Schneier doesn't believe all people—or positions—are equal. At Biotec Idec, it's common for one vice-president to get double what the guy in the next office doing a similar job gets. "Twice as big a merit increase, twice as big a bonus, and twice as big an equity grant," says Schneier. Performance metrics at Biogen are so exacting that employees essentially must re-earn their standard of living every year.
In this new world, thicker paychecks come with training and development par excellence, more lunches with top leaders, and personal attention lavished on the A player's every whim. Where there are two classes of workers, even the office events can be different. The American Heart Assn., for example, has swankier events for über-achievers. Last year the Association took 13 of them to the World Business Forum in New York City.
How does one pay for rewards for top performers at a time when budgets are under siege? Beatty and Huselid say they have clients who are starting to stealthily freeze or cut pay for some so as to be able to reward others. "They are robbing Peter to pay Paul," Beatty says. "Look, there are an awful lot of long-term employees who are poor performers who have locked-in high salaries through cost-of-living increases."
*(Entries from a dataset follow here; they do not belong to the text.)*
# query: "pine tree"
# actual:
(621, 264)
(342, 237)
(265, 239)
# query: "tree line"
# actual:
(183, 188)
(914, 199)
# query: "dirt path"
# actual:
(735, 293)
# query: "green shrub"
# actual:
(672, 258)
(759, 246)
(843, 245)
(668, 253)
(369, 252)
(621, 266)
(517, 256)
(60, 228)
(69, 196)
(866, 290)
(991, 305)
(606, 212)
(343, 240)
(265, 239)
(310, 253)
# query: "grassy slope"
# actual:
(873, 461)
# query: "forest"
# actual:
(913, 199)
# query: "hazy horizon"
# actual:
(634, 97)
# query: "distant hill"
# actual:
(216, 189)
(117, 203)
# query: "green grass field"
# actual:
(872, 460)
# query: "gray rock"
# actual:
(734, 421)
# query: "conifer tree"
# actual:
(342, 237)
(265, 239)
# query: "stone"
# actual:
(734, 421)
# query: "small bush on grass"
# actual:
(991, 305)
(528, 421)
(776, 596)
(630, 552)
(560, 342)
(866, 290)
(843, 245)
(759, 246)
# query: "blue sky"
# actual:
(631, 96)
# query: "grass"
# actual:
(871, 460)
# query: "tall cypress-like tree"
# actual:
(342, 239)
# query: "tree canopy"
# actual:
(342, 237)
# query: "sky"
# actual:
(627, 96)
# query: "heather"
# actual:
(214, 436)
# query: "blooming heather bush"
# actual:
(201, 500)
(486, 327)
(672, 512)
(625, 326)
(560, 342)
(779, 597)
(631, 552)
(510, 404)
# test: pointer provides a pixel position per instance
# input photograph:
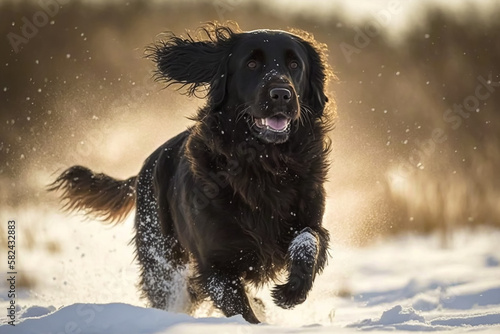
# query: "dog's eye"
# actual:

Companies are getting better at deploying their techno-brawn to monitor, measure, and analyze their workforces—from those who placed which call that landed what deal to those who are infamous for talking up their work only to underdeliver. These granular measures of performance are making it far easier to tailor rewards, doling out different deals to different employees. This will lead to a more Darwinian workplace.
Federal rules currently prohibit companies from sculpting benefits like health care, 401(k) matches, or maternity leaves to fit individuals. The regulations enforce one-size-fits-all and prevent a cafeteria-style approach. But experts believe the rules will get a performance-era update within five years. You can already hear HR luminaries like Microsoft's (MSFT) Lisa Brummel and IBM's (IBM) Randall MacDonald fantasize about it: customizing benefits and compensation to life stages, performance levels, and work styles. The day may not be far off when the childless Gen Yer will be able to pick more vacation over adoption benefits or the graying boomer will be able to opt out of tuition assistance in favor of better elder care. As MacDonald says: "Why can't I make my 401(k) performance-based?"